Although not quite up to Thermalite standards they still achieve an impressive K value of 0.025W/m2K, which can easily be accommodated by upgrading cavity insulation slightly in order to exceed the U value target of 0.28W/m2k for main walls.
Unfortunately, I wasn’t the only one to select Fibolites as an alternative, so supplies were limited too, although still obtainable. After a spot of due diligence it transpired that builders’ merchant Huws Gray in North Wales had large stocks at reasonable prices. But the cost of long-distance delivery (I’m based in the south-east) coupled with restricted site access for articulated trucks knocked this idea on the head.

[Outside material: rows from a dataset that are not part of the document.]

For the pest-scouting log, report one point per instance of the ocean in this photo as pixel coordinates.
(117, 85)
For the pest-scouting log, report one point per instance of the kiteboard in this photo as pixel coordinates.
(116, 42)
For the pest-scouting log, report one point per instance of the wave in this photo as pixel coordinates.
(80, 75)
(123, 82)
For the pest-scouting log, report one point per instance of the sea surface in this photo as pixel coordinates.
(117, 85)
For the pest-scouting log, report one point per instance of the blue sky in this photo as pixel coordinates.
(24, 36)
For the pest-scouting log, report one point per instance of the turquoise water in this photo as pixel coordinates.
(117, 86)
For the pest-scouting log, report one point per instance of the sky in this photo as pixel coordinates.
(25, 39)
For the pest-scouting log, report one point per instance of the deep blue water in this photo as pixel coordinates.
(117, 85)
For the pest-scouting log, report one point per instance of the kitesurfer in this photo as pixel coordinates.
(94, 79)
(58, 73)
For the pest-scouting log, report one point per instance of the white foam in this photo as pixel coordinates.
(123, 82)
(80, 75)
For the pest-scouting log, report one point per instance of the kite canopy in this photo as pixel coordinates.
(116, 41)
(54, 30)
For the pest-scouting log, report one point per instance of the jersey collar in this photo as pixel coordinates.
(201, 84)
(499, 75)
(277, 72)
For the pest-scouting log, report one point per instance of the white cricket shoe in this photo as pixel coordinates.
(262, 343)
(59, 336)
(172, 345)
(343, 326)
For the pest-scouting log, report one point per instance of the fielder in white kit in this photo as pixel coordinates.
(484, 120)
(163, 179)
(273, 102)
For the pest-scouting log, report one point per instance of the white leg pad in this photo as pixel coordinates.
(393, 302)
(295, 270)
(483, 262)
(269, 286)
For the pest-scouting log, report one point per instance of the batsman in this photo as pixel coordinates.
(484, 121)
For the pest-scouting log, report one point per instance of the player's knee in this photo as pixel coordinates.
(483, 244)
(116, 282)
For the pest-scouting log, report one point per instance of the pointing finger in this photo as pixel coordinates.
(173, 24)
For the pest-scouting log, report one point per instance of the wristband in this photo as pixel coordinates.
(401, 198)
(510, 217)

Taking the bull by the horns and phoning the manufacturer paid dividends, helping to ascertain which local merchants already had bulk deliveries earmarked. As luck would have it my nearby Buildbase had two artic deliveries scheduled (25 packs — with 96 blocks per pack). The upshot is there’s a pile of 2,400 blocks now on site.
We also had to adopt a flexible approach when it came to ordering the specified Thermalite trenchblocks (300mm wide for use in foundations), which were also in short supply. Thankfully it was a fairly straightforward process to substitute these with standard concrete blocks and Class B engineering bricks, with no significant increase in labour costs.
Every shortage has a silver lining for manufacturers of competing products who stand to benefit from a windfall. Suppliers of alternatives to conventional blockwork construction such as timber frame, SIPs (structural insulated panels) and ICFs (insulating concrete formwork) may have enjoyed a consequent boost (with the proviso that many of these wall structures are clad with a masonry outer leaf).
Smaller UK manufacturers like Besblock and Plasmor have similarly benefited from a corresponding surge in demand. Block shortages have also prompted interest in related materials such as the Porotherm clay block walling system, and may even spawn a revival of traditional limecrete or natural hempcrete blocks.
Probably the most obvious solution, however, is for block manufacturers to identify a suitable replacement raw material. Firms like H+H Celcon are modifying their manufacturing processes to use stockpiled PFA (which apparently has different performance characteristics from the fresh stuff), and have negotiated purchasing contracts to secure future supplies of imported PFA (although the weaker GBP post-Brexit is likely to make imports dearer). And if the British winter this year reverts to ‘normal’, power stations will burn more coal, increasing the volume of ‘home-grown’ PFA.
There is however one cloud on the horizon. In July 2016 brick-making giant Forterra (formerly Hanson) announced it was planning to mothball two plants in Lancashire, both of which were closed between 2010 and 2014. It’s claimed that production can be brought back online in a short period of time.
So what does the future hold? When it comes to crystal-ball gazing few people are better placed than Steve Kendall, brand stock controller at one of Buildbase’s biggest branches in Cowley, Oxford. According to Steve, things are starting to pick up after a dry spell in May and June when all the big merchants found it virtually impossible to source thermal blocks.
“Bricks are not as bad as blocks — two years ago bricks were on a six-month delivery. The picture is now improving with more imported blocks and ships coming over loaded with PFA from coal-fired power stations in countries like India and China.” If problems continue, builders’ merchants are increasingly prepared to source products from far flung countries such as Dubai. Not great news for the UK trade deficit, but at least it will keep Britain building!